It was sad to hear about Ed’s passing while Kathy and I were in the middle of working on our podcasts. He was a helluva’ person! Not just a great heavy in movies/TV, but a person who put his money where his mouth was. Unlike St. Reagan and Charlie Heston, Ed still got good work while being president of SAG/AFTRA.
He was also a Renaissance man who never forgot what the rest of Americans do before he became a famous actor. As for the label, he could do Comedy, Action, Drama and voice work. He played Santa in six different things: Elf, Regular Show, The Ellen Show, Olive the Other Reindeer, The Story of Santa Claus and Highway to Heaven. Ed was definitely the guy to go for a gruff Santa.
I will just go with the elephant in the room. Ed will forever be known as the grizzled, world-weary Lou Grant. The news director at Mary Tyler Moore’s struggling TV station for eight seasons. Then he transformed his SitCom-based curmudgeon into a drama-based character. Lou was the same even if the surroundings weren’t for another five seasons. I grew up with watching both. The influence was strong on my brother and me, when my brother received The Adventure People TV New Crew set, we always agreed to name the action figure pictured above Ed or Lou, ignoring the box saying he was a cameraman called Jeff. Since he was often part of numerous Space Operas with our Star Wars figures, Lou was usually cast an elder person filled with wisdom. I do recommend watching both shows. Ed would continue to do the character in all the Mary spinoffs, Roseanne and one we could assume was him in The Simpsons. Why not? James L Brooks worked on all these beloved shows. I loved the time he led a raid on a weird mini-universe to rescue Mary (Robin Gross) from being trapped in her Seventies show on SNL, the era before the unfunny skit show only cast Flavor-of-the-Month assholes and artists.
In my adult years, I continued to see his newer and past work. He’s a villain in The Skin Game, what Tarantino stole for Django Unchained. He was the conflicted ship captain in Roots. You’ll catch him as villain of the week in other stuff, often black and white reruns. I loved his voice work in cartoons. Other than being Carl in Up, he was the perfect choice to be Granny Goodness in Superman (Nineties) and JLA (Aughts). Ed was an obvious guest or recurring character for Duckman, Gargoyles, Two Angry Beavers, The Wild Thornberrys, Johnny Bravo, King of the Hill (one of Cotton’s old WWII buddies, Stinky) and the evil Ed Wuncler in Boondocks. You could always tell it was him.

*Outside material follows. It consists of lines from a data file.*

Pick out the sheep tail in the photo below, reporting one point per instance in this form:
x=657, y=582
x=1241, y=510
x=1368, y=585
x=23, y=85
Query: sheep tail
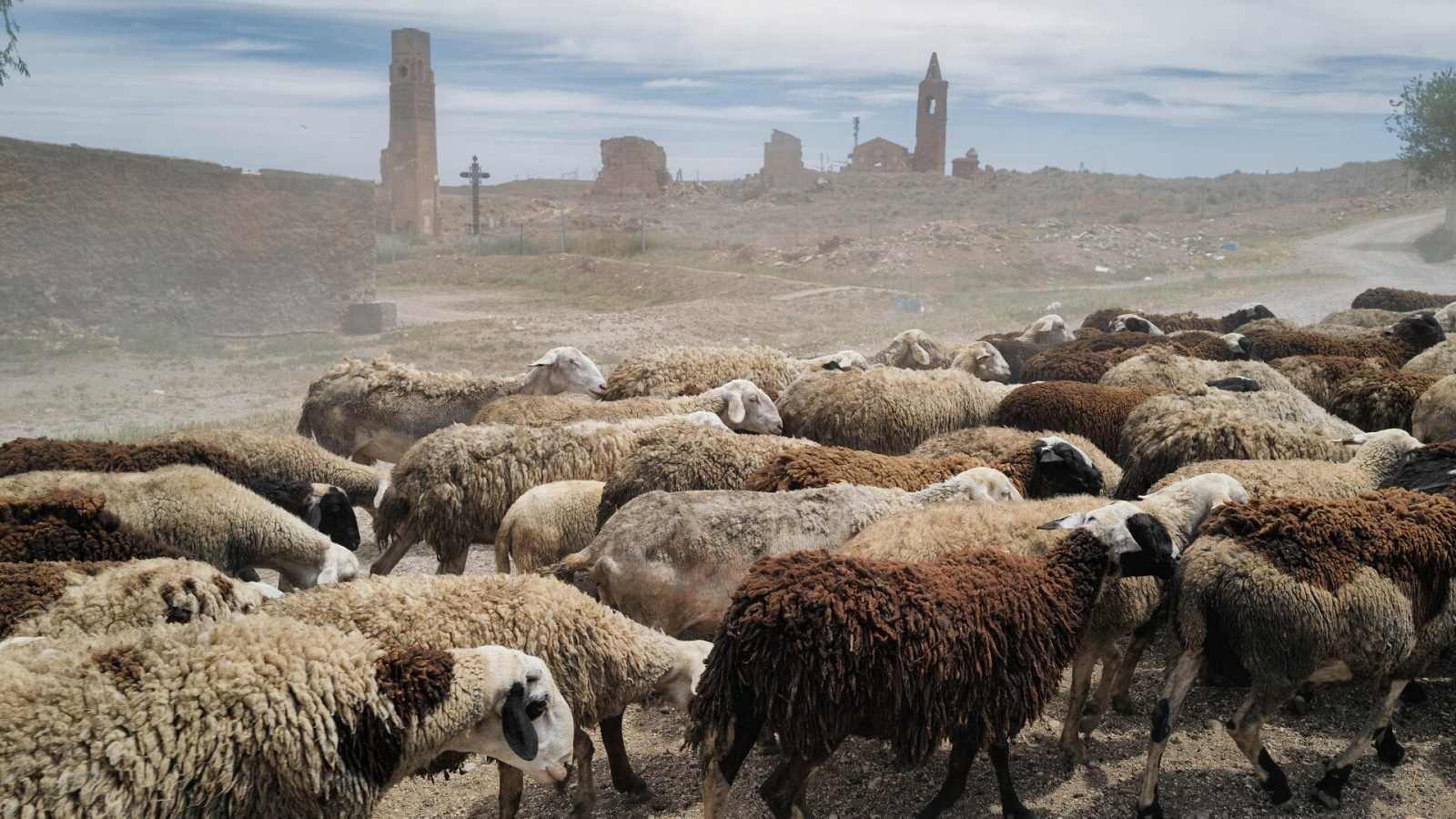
x=568, y=567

Ed was a very political guy too. I followed him on Twitter to the end. Allegedly CBS killed Lou Grant due to Ed being very vocal against St. Reagan dragging us into Latin America’s various civil wars. He gave $500 to Roger Moore when the mediocre filmmaker needed capital to make Roger & Me. Again, he never forgot his time in the trenches of working blue-collar jobs or his family’s business back in Kansas City. Ed was never quiet about his beliefs or positions too. Regardless of any disagreements I may have had with him, I respected him for being consistent unlike today’s NeoLiberal Democrats letting the world burn while they have vanity birthday parties in Martha’s Vineyard. During Christmas Day 2000, the only phone call I answered at my job was his voice on an auto-dialer pushing for the end of the Electoral College. I wish it worked. We all could’ve been spared the horrors of 2016 but it was a crappy auto-dialer if the dumb thing was calling toll-free numbers.
Thanks for everything Ed! You will be immortalized as Lou Grant in a positive way and probably Carl to younger generations. Plus, I want to personally thank you for influencing us to rename and animate an action figure in a positive light!